第5ゲームであった0-40のピンチ以外ブレークポイントに直面しなかったスビトリーナは相手のサービスゲームを2度破って第1セットを先取し、第2セット1-1から最後の5ゲームを連取して55分で快勝した。
この日はウクライナが新たにロシアから爆撃を受けて少なくとも30人以上の死者と多数の負傷者が出たというニュースがあり、スビトリーナは胸元に黒いリボンをつけてプレーした。
「ウクライナの人々にとってとても辛い日です」と試合後のオンコートインタビューで語ったスビトリーナは感情的になって言葉を詰まらせた。
「ニュースを見てからコートに出るのは凄く難しい。こんなに厳しいことはない。だから今日はプレーをして勝つことができて満足している」
出産と産休を経て昨年4月に復帰したスビトリーナは母国で起こっている戦争に心を痛め、自分のプレーで国民を励ますことをモティベーションのひとつにして戦ってきた。ロシアとベラルーシの選手とは試合後の握手をしないというポリシーを貫き、昨年の大会では準決勝まで勝ち進んだ。
「すべてのウクライナ人が意識を高めて資金を集め、ありとあらゆる方法で母国を支援するために自分なりの方法で取り組んでいる。私の場合はテニスなの」とウクライナ政府運営の公式募金プラットフォームである「United24」の親善大使を務めるスビトリーナは試合後の記者会見で語った。

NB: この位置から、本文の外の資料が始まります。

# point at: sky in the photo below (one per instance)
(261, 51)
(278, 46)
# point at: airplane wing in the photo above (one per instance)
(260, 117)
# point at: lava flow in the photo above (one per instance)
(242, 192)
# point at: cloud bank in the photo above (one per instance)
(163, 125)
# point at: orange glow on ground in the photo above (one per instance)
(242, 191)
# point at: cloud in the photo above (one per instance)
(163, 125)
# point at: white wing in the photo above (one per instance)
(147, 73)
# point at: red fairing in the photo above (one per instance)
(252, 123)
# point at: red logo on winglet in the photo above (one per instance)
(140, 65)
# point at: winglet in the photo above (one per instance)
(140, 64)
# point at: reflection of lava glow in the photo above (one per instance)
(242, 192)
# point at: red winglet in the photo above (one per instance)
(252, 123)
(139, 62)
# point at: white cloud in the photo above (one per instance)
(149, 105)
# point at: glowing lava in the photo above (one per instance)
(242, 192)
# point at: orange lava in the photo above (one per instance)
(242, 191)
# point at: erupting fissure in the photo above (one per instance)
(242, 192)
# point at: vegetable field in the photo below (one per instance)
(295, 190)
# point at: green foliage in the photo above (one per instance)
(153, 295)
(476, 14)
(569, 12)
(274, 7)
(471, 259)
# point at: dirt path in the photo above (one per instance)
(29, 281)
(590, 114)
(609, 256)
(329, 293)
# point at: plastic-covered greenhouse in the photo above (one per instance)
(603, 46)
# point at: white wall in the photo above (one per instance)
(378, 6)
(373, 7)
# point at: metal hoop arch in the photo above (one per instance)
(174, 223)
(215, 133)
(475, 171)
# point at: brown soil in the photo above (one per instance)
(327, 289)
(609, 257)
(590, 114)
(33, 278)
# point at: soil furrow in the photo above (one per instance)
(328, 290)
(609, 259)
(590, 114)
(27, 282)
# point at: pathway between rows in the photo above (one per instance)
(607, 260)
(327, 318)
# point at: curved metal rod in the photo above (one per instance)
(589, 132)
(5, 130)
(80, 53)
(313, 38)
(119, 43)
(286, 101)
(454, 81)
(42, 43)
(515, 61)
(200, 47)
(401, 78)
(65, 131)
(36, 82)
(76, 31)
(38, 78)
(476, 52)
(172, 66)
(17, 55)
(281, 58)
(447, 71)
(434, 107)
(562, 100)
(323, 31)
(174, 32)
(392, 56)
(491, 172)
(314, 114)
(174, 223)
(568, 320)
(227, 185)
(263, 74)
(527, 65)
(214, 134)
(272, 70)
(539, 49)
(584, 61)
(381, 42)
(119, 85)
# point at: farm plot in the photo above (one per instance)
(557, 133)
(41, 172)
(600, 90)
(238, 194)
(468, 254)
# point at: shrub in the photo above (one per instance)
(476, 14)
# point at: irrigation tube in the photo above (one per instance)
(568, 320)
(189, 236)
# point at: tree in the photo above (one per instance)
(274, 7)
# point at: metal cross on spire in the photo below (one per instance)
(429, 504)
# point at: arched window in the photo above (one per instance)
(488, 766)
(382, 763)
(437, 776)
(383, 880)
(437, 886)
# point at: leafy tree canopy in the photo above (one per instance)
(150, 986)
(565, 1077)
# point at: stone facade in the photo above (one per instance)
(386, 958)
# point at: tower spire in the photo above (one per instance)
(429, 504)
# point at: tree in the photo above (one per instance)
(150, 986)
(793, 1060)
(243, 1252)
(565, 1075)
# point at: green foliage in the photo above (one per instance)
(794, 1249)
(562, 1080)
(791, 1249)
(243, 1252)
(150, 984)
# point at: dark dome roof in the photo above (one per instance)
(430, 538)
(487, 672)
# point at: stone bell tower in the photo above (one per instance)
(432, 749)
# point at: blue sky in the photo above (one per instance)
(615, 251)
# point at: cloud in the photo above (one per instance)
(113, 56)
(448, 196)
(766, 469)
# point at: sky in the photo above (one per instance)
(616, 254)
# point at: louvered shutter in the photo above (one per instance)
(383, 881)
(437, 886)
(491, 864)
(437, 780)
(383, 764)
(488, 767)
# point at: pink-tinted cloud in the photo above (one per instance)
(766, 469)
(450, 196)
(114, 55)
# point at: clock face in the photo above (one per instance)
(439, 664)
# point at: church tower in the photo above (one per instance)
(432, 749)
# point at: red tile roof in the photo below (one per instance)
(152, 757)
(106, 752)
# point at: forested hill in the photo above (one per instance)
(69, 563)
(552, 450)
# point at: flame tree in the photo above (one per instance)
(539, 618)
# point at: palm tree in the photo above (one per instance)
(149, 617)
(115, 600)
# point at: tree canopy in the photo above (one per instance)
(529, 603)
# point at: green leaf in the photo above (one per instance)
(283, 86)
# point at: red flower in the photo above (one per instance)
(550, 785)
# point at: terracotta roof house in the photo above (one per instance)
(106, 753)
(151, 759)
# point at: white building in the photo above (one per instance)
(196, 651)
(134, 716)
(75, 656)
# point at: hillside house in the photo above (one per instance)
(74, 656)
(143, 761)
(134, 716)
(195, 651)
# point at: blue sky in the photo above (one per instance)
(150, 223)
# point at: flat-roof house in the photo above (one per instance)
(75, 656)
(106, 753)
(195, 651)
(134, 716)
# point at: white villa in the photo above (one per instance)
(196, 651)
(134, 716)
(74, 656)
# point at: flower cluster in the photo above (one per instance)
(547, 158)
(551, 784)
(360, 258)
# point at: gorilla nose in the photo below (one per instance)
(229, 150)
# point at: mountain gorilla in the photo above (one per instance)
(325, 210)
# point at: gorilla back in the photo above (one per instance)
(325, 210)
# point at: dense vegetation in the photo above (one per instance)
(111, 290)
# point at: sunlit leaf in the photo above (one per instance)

「私は自分の仕事と自分がコントロールできることに集中しようと心掛けている。できることをやるしかない。少なくとも今日の勝利はウクライナの人々に幸せな瞬間を届ける小さな光になったと思う。多くのメッセージが届いたわ。国民は私のパフォーマンスに感謝してくれている」
「普段は試合やプレーについて1日中考えている。今朝からは自分の思考や感情がぼんやりしている感じだった。頭の中に子供たちのことや悲惨なことがたくさん浮かんできた。今日はミサイルが小児病棟に着弾したからより一層辛かった。たくさんの子供たちが命を落とした」
「私たちアスリートは政治家と同じくらい力があると感じている。私たちは毎週のように自分たちだけではなくウクライナの人々を代表して大きな舞台で競い合っている。大きなプレッシャーと重圧があるけど、私はウクライナの顔のひとりであることを誇りに思っている。国民に喜びを届けるために毎日ベストを尽くしているわ」
スビトリーナは準々決勝で、第17シードのアンナ・カリンスカヤ(ロシア)が3-6 0-3とリードされた時点で棄権したため勝ち上がった2022年大会チャンピオンで第4シードのエレーナ・ルバキナ(カザフスタン)と対戦する。